Attentats terroristes : comment expliquer l'inexplicable aux élèves de Haute-Loire ?

, Mise à jour le 27/11/2020 à 08:32

Il serait inutile et contre-productif d'essayer de cacher la vérité aux enfants, dans l'espoir de les préserver. Les attentats à Charlie Hebdo, à Montrouge, à l'Hyper Cacher de la porte de Vincennes et à l'imprimerie de Dammartin-en-Goële tournent en boucle dans les médias. Ils sont dans toutes les têtes et dans dans la plupart des conversations. "Ma fille de trois ans est revenue de l'école en chantant 'Lichar Lichar Lichar' mardi, raconte cette jeune mère de Vals près Le Puy, comme quoi, les enfants même les plus jeunes en entendent parler".
Il paraît bien évident qu'aborder ce type d'événements auprès des élèves n'est pas une chose aisée. Entre un élève de maternelle et de terminale, les moyens et les attentes ne sont pas les mêmes. C'est pourquoi nous avons sollicité le corps enseignant de trois établissements, public et privé : l'école élémentaire Saint-Joseph Paradis d'Espaly-Saint-Marcel, le collège de Corsac à Brives-Charensac et le lycée Léonard de Vinci à Monistrol-sur-Loire.
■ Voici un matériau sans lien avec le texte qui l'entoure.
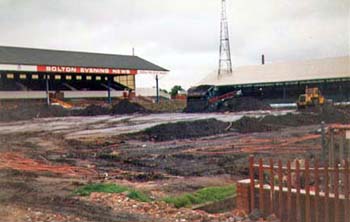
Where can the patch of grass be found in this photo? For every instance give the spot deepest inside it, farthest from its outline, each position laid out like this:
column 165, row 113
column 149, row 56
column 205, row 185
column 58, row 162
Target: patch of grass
column 208, row 194
column 137, row 195
column 112, row 188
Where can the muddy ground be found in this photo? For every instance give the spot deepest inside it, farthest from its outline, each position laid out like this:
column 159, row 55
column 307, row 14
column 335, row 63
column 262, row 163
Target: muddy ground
column 43, row 160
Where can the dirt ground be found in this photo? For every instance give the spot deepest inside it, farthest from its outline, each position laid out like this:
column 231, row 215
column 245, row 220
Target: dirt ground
column 43, row 160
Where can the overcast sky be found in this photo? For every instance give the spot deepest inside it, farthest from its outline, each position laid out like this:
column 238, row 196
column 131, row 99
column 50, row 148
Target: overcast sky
column 181, row 35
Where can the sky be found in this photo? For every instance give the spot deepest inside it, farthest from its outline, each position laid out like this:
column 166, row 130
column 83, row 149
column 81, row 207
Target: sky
column 181, row 35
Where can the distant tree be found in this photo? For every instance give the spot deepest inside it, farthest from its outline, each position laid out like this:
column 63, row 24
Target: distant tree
column 175, row 90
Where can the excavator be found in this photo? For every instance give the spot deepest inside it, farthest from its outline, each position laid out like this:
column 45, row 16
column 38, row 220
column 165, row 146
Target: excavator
column 312, row 97
column 207, row 98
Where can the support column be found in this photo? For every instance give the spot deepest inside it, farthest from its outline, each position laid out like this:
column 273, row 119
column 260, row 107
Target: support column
column 109, row 91
column 342, row 142
column 324, row 148
column 331, row 149
column 47, row 89
column 157, row 88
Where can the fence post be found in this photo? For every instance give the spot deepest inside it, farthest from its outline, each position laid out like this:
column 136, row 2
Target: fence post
column 346, row 193
column 261, row 185
column 272, row 190
column 326, row 197
column 298, row 190
column 252, row 183
column 336, row 193
column 317, row 191
column 307, row 191
column 289, row 194
column 280, row 189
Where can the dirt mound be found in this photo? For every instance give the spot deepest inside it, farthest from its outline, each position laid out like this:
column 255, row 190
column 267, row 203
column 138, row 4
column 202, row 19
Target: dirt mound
column 236, row 104
column 243, row 104
column 183, row 130
column 93, row 110
column 127, row 107
column 328, row 114
column 26, row 111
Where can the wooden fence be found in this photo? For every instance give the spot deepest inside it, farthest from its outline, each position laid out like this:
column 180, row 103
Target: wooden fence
column 299, row 192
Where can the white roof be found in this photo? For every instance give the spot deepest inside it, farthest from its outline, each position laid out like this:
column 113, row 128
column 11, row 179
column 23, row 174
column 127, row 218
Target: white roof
column 328, row 68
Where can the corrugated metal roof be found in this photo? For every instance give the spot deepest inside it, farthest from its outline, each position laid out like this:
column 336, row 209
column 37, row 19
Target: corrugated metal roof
column 31, row 56
column 327, row 68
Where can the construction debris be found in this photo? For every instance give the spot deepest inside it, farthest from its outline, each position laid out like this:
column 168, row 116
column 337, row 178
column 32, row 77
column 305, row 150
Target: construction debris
column 183, row 130
column 127, row 107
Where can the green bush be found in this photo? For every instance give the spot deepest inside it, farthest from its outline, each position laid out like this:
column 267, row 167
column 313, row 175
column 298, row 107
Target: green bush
column 201, row 196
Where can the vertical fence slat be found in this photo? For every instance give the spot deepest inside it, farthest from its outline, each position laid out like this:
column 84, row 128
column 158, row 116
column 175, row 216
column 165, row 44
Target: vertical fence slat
column 317, row 192
column 272, row 190
column 261, row 185
column 326, row 197
column 289, row 194
column 252, row 183
column 346, row 191
column 307, row 191
column 280, row 190
column 298, row 191
column 336, row 193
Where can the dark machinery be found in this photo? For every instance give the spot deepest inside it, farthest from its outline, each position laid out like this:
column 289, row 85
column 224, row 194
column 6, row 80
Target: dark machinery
column 207, row 98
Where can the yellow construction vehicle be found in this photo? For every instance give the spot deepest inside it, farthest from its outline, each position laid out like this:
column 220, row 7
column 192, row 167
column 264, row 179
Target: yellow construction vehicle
column 312, row 97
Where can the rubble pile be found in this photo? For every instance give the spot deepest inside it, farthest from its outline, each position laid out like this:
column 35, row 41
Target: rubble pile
column 183, row 130
column 35, row 215
column 127, row 107
column 328, row 114
column 160, row 210
column 27, row 110
column 93, row 110
column 243, row 104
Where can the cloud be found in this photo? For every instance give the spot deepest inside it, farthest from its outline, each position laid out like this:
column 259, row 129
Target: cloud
column 181, row 35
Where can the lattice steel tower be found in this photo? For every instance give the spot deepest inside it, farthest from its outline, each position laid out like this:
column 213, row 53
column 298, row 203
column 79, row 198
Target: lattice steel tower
column 225, row 63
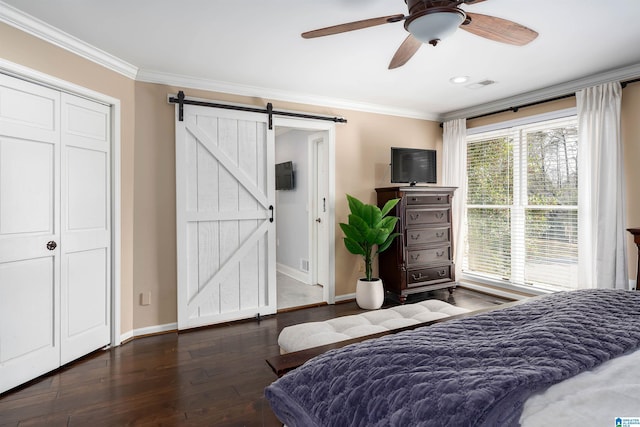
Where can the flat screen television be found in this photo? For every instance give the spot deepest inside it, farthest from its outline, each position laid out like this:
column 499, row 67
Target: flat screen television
column 284, row 176
column 413, row 165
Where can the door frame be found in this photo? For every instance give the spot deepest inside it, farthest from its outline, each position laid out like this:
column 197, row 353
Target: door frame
column 329, row 128
column 37, row 77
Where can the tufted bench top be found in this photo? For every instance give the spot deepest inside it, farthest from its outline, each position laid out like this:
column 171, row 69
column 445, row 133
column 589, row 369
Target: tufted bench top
column 313, row 334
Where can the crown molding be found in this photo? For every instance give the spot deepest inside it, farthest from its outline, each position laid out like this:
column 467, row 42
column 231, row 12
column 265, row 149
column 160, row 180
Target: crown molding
column 568, row 88
column 27, row 23
column 182, row 81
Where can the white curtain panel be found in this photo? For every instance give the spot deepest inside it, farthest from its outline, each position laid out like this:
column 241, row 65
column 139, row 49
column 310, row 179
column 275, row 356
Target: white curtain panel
column 602, row 257
column 454, row 174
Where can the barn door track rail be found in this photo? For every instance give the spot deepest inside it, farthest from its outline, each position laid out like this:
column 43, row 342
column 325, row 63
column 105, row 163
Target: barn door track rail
column 181, row 100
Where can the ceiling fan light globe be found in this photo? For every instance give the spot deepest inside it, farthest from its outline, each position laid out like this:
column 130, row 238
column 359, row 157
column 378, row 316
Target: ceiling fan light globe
column 435, row 24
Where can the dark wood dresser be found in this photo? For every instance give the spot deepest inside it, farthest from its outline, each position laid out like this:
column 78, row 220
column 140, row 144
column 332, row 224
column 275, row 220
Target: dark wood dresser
column 421, row 259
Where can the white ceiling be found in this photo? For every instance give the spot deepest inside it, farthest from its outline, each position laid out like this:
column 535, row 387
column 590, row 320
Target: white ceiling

"Ils ont surtout retenu la vidéo montrant le policier abattu au sol"
Cathy Rochette est enseignante en grande section et en CP à l'école élémentaire Saint-Joseph Paradis d'Espaly. "Dès le lendemain de la tuerie, nous nous sommes réunis le matin et des enfants ont abordé le sujet car ils avaient vu la veille des images à la télévision. Ils ont surtout retenu la vidéo montrant le policier abattu au sol", relate-t-elle, tout en confessant la difficulté d'expliquer le pourquoi de cette tuerie, alors que les enfants ne connaissaient pas ce journal.
"J'ai dû leur expliquer ce que montraient et faisaient les gens qui y travaillaient et pourquoi on avait tiré sur eux", explique-t-elle, avant qu'elle ne lance un débat sur la question : a-t-on le droit de tuer pour des dessins, pour des paroles ?

Dans la cour de récré, "il a fallu recadrer" les jeux de bagarre
"Ce qui les a particulièrement touchés", poursuit-elle, "c'est le fait que tous ces gens morts étaient sûrement des papas et des mamans ou des papis et là, ils ont réalisé que des enfants pleuraient". La question de la religion a également été abordée, "mais cette année nous n'avons pas de musulmans et les enfants ont du mal à comprendre qu'il existe d'autres religions".
Il est vrai qu'ils sont encore petits, et certains mimaient l'utilisation d'une kalachnikov, surtout les garçons. "Le jeu en récréation était basé sur la bagarre en mimant des armes et il a fallu recadrer", souligne-t-elle. Enfin, "nous avons tous fait la minute de silence, de la petite section au CM2 et personne n'a refusé de s'y associer".

----Toujours au collège de Corsac, Fabienne Besse, professeur de Français, a également abordé la notion d'amalgame : "les élèves demandaient des explications sur l'Islam. On a donc parlé des messages de tolérance et de paix portés par les religions, pour que les élèves fassent la distinction entre la religion musulmane et le message de haine porté par ces terroristes. Nous avons donc pu échanger sur les conséquences que ces attentats pouvaient avoir : le repli sur soi, la peur envers tous, le développement de la haine contre une communauté, une religion. Mais finalement, le débat a permis aux élèves de s'exprimer et de faire la différence entre le message de haine de ces attentats et le message porté par l'Islam".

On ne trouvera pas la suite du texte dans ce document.